Sabah uyandığında başı deli gibi ağrıyordu. Yine de hazırlanıp işe gitmeliydi, daha evvel asla

geç kalmadığı, hayatından daha değerli olan işine. Her sabah olduğu gibi en bakımlı haliyle

orada olmalıydı, oldu da.

Herkes tarafından o çok sevdiği pohpohlanma anının zevkiyle burnu gökyüzüne dönmüş

halde toplantıdan çıktığında, ödüllendirmek için sahildeki kafeye attı kendini. Bir yandan

kahvesini yudumlayıp bir yandan sosyal medyadaki tatil ve paparazzi paylaşımları arasında

gezinirken yan masadaki konuşmaya takıldı kulağı istemeden. Hastalıktan bahsediyorlardı,

hani şu sosyal medyada bahsi geçen salgından. Arada başlıklara denk geliyor ancak altında

yazan haberi okumadan geçiyordu. Ne de olsa ülkemizde rastlanmamıştı, ilgisini çekmiyordu.

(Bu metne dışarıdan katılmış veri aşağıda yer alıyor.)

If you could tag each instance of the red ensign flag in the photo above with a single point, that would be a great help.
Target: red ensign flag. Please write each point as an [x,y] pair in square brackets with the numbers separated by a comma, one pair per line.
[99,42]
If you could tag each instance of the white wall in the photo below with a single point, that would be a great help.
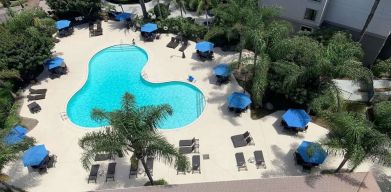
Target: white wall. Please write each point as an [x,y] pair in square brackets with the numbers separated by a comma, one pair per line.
[353,13]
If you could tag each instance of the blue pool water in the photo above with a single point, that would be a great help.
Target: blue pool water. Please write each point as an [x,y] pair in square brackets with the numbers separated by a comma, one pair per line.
[116,70]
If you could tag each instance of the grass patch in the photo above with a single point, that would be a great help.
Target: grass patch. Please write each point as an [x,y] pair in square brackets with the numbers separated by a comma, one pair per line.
[157,182]
[358,107]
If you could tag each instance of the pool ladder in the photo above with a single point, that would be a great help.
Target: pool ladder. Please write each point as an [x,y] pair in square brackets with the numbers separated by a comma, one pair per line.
[200,103]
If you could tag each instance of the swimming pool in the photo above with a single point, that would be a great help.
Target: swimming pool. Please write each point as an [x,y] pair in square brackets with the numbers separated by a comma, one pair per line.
[116,70]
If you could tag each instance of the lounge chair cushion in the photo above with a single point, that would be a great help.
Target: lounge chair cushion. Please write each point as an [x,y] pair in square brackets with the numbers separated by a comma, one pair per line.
[93,172]
[110,171]
[196,163]
[259,160]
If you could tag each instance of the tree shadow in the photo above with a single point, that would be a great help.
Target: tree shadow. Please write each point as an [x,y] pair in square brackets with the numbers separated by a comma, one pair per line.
[382,178]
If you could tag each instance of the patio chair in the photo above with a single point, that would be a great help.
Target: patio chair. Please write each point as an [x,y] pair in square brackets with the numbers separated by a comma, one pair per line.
[188,142]
[150,164]
[93,173]
[103,157]
[171,43]
[133,169]
[185,44]
[34,107]
[188,149]
[259,160]
[52,161]
[242,140]
[195,161]
[37,91]
[35,97]
[240,161]
[110,171]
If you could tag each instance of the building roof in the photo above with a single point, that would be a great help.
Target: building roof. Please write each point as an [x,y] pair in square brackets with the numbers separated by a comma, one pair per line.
[347,182]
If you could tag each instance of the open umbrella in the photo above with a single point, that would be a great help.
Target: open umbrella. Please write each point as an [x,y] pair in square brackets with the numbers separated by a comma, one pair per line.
[238,100]
[297,118]
[311,152]
[149,27]
[123,16]
[62,24]
[35,155]
[204,46]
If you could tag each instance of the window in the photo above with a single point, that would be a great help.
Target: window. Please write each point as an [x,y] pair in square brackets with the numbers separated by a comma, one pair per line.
[310,14]
[306,28]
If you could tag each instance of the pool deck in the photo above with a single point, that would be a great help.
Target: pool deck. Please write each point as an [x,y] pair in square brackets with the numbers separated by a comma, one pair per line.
[214,127]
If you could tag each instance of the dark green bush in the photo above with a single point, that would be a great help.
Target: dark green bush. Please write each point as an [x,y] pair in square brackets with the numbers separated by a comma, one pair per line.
[163,9]
[158,182]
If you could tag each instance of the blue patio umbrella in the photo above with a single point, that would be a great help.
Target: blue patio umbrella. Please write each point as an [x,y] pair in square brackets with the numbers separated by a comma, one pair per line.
[16,135]
[204,46]
[123,16]
[311,152]
[62,24]
[239,100]
[35,155]
[55,62]
[221,70]
[297,118]
[149,27]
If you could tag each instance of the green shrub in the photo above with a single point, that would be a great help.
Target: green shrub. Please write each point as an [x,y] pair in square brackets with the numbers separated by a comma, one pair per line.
[158,182]
[163,9]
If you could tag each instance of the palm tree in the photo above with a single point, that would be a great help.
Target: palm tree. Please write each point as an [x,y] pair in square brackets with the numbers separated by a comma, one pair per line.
[352,136]
[180,4]
[143,9]
[132,130]
[369,19]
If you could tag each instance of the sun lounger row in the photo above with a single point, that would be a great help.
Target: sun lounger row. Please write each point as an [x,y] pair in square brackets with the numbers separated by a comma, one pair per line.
[242,140]
[258,159]
[110,173]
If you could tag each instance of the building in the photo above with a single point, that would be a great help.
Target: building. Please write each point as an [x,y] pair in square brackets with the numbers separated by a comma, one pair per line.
[349,15]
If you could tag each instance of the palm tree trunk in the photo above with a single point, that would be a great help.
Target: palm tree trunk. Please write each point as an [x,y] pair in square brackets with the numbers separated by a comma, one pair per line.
[147,170]
[144,9]
[160,11]
[369,19]
[345,159]
[11,187]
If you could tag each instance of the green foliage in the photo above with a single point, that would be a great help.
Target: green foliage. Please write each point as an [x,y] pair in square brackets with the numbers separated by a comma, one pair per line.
[260,81]
[69,9]
[382,117]
[26,43]
[163,9]
[132,129]
[158,182]
[382,69]
[328,102]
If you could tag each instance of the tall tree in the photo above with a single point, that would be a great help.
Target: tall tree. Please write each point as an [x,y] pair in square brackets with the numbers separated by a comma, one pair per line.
[180,4]
[352,136]
[369,19]
[133,130]
[143,9]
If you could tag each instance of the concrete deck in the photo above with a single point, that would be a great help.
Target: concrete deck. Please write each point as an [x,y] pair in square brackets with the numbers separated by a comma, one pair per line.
[213,128]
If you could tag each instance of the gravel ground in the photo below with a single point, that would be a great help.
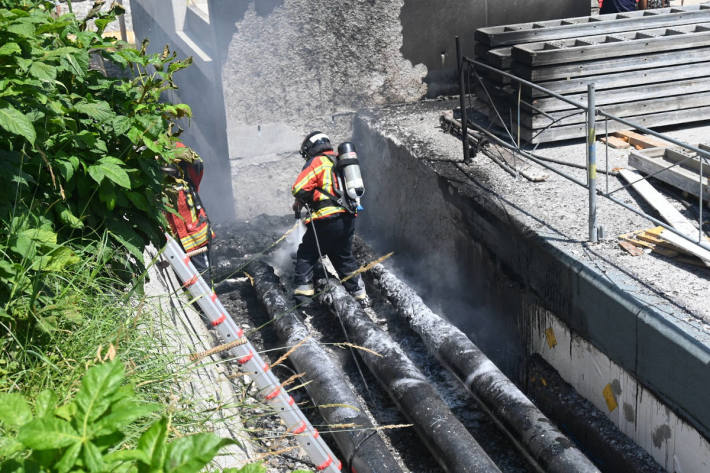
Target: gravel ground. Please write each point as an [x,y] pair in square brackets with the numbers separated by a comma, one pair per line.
[557,208]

Ancak fısıltıyla konuşan bu iki adam ailesinde birinin bu hastalığa yakalandığından

bahsediyordu. Yok canım, yanlış anlamışlardır, belki de palavra atarak arkadaşının dikkatini

çekmeye çalışıyordu, kim bilir. İlgisinin tekrar ekranda ünlü tasarımcının mayosunu giyen

fenomene dönmesi çok sürmedi.

Son haftalarda oldukça yoğundu, geç saatlere kalınan mesailer, krizin yarattığı veda

yemekleri, toplantılar… O sabahta tüm gece çalışmış olmanın sersemliği ile üzerinde taşıdığı

yorgunluğu çantasına atmış, trafikte ilerlemeye çalışıyordu. Tam yol açıldı hızlanayım derken

yan şeritteki araç önüne kırınca kazadan kıl payı kurtulmayı başardı. Anlık yaşadığı korku ile

zihni onunla yine belli belirsiz bir hikaye paylaştı. Hikayedeki mekan yine bir arabaydı ama

bu sefer sürücüsü o değildi. Bir davete gidiyorlardı ve yolu bulmaya çalışırken girmeleri

gereken sokağı kaçırmış, adamın son anda frene basmasıyla arkadaki araç ile ciddi bir kazanın eşiğinden dönmüşlerdi. Görüntüler, işittiği hakaretler o kadar gerçekçiydi ki, kendini

toparlaması saniyeler sürdü. Toparladığında içini bir korku sarmaya başladı. Son zamanlarda

çok sık oluyordu. Belki de çok yorulmuştu, biraz kendine vakit ayırmalıydı. Tabi ki kendisi

için yapabileceği en iyi şey gidip alışveriş yapmaktı. Öyle ya, kendine vakit ayırmak bu değil

miydi? Yemek molasında kendini çalıştığı ofisin altındaki alışveriş merkezine attı. Beğendiği

ayakkabının üç rengini, ünlü oyuncuda görüp aşık olduğu mavi elbiseyi ve onunla uyumlu

çantayı aldığı gibi kasaya gitti. Yeni kıyafetlerini kızlara gösterip hava atmak için

sabırsızlanarak asansör kuyruğuna eklendi. Epey kalabalıktı, elleri poşetlerle dolu bir ton

insan sıra bekliyordu. Arkasındakinin öksürüğü ile ensesinde hissettiği buharın etkisiyle, ters

bir bakış atmak için arkasını dönerken göz göze geldi, yan kuyrukta bekleyen adamla. İkisi de

hemen tanıdılar birbirlerini. Karşısındakinin de tanımış olduğunu anlatan bakışlar karşısında

selamlaştılar.

-Merhaba

Bu sefer karşılıklı isim paylaşımı kaçınılmaz olmuş ve adamın kahve teklifiyle bir sonraki

adım yerini bulmuştu. Uzun sürecek sohbetlerin, unutulacak zamanın, ertelenen işlerin

başlangıcı olmuştu o kahve. İşe ilk defa o öğlen geç kalmıştı, ama umurunda değildi. Akşam

eve dönerken aklı bambaşka yerdeydi, hayatında ilk kez hissettiği bu duyguyla ne yapacağını

bilemez bir halde ruhu çok uzaklara uçmuştu. Radyodaki haberle çıktı dalgın

düşüncelerinden. ‘yasak’, ‘hasta’, ‘maske’ bu üç kelimeyi aynı cümlede duyunca habere

odaklandı, ilk kez. Sesini iyice açtı,

-Belirsiz bir süre boyunca zorunlu ihtiyaçlar dışında sokağa çıkma yasağı ilan edildi.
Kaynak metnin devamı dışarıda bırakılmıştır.